The Lasko Performance series blower fans (and similar from other brands) are the best for our needs. Make certain you have a LOT of airflow over your body.

  1. It minimizes sweat, the related mess and risk to your bike.
  2. More importantly, it keeps your core temperature under control and will allow you to get maximum efforts from your training.

Edit to add, looks like Lasko has 2 new fans on the way. Angle adjustment via polygon sides, 1x 3-prong power, 2x USB charging ports. Seems interesting, I just wish they had specs to compare to the other models. Renders only and I can’t seem to find any for sale yet, so price and availability are unknown right now.

  1. X-Blower™ Multi-Position Utility Blower Fan Model X12900
    • Mechanical rotary power switch
    • image
  2. X-Blower™ Multi-Position Utility Blower Fan Model X12905
    • Electronic push-button power switch
    • image

Thanks for all the great advice :slight_smile:

It looks like I have a few more things to buy… many fans and a sweat catcher. I have found that cycling goes hand in hand with an ever increasing shopping list!!

Apparently the turbo is smart - the elite novo is a dumb trainer but the one I have is a Halfords special hybrid and has the body of a dumb novo but the resistance wheel brain of a qubo/ cubo? I’m doing most of my rides outside at the moment as it’s (allegedly) summer time in the UK. I’m training for Ride London but I am looking forward to getting stuck into some proper structured base / training plans later in the year… at the moment I just ride.

Thanks again for all your advice, much appreciated.

I go with opposite of the above. I keep an old bike always on the trainer. This way my good bike and trainer are always ready to use, no messing about swapping wheels/trainer etc.
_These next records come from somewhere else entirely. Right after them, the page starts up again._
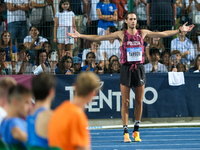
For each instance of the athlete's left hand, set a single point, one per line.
(186, 28)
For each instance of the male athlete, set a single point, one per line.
(132, 70)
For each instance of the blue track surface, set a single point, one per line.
(152, 138)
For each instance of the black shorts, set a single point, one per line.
(135, 78)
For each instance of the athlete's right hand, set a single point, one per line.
(75, 34)
(55, 40)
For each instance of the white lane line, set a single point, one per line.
(148, 145)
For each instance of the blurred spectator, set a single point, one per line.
(37, 121)
(161, 16)
(79, 16)
(120, 4)
(176, 59)
(67, 52)
(6, 42)
(64, 23)
(112, 58)
(65, 66)
(154, 66)
(140, 11)
(47, 46)
(77, 64)
(196, 43)
(193, 10)
(114, 66)
(22, 66)
(72, 129)
(6, 83)
(90, 62)
(154, 42)
(166, 60)
(34, 42)
(16, 19)
(185, 46)
(179, 9)
(92, 18)
(196, 67)
(53, 59)
(181, 67)
(107, 14)
(109, 48)
(46, 27)
(3, 64)
(14, 128)
(2, 21)
(95, 49)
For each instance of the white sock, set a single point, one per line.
(137, 123)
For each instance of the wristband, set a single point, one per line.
(179, 30)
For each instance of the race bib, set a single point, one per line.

I know it’s simple but I don’t want anything giving me an excuse not to train (I’m pretty weak willed)

I mostly do CX racing so it isn’t important to me if my road power matches my training.

There’s a thread about UK Lasko fan equivalent here.

I’ve got an older Elite trainer myself although not Ant/BT so I can’t calibrate it for use with Tr unfortunately… anyway it’s got P1/2/3 settings that you could calibrate using your good bike versus the power meter (in theory).
The calibration seems really accurate on mine at least.
If you trust the accuracy you could just put the good bike on occasionally to check the calibration.

Smart trainer, hands down. You can use the rollers in addition, but rollers can only provide limited resistance and you can hurt yourself while training (e. g. if you get distracted for a second).

The recommendation is to use one single source for power measurements indoors and outdoors if you can. Plus, it is better to train on the bike that you’ll use outdoors.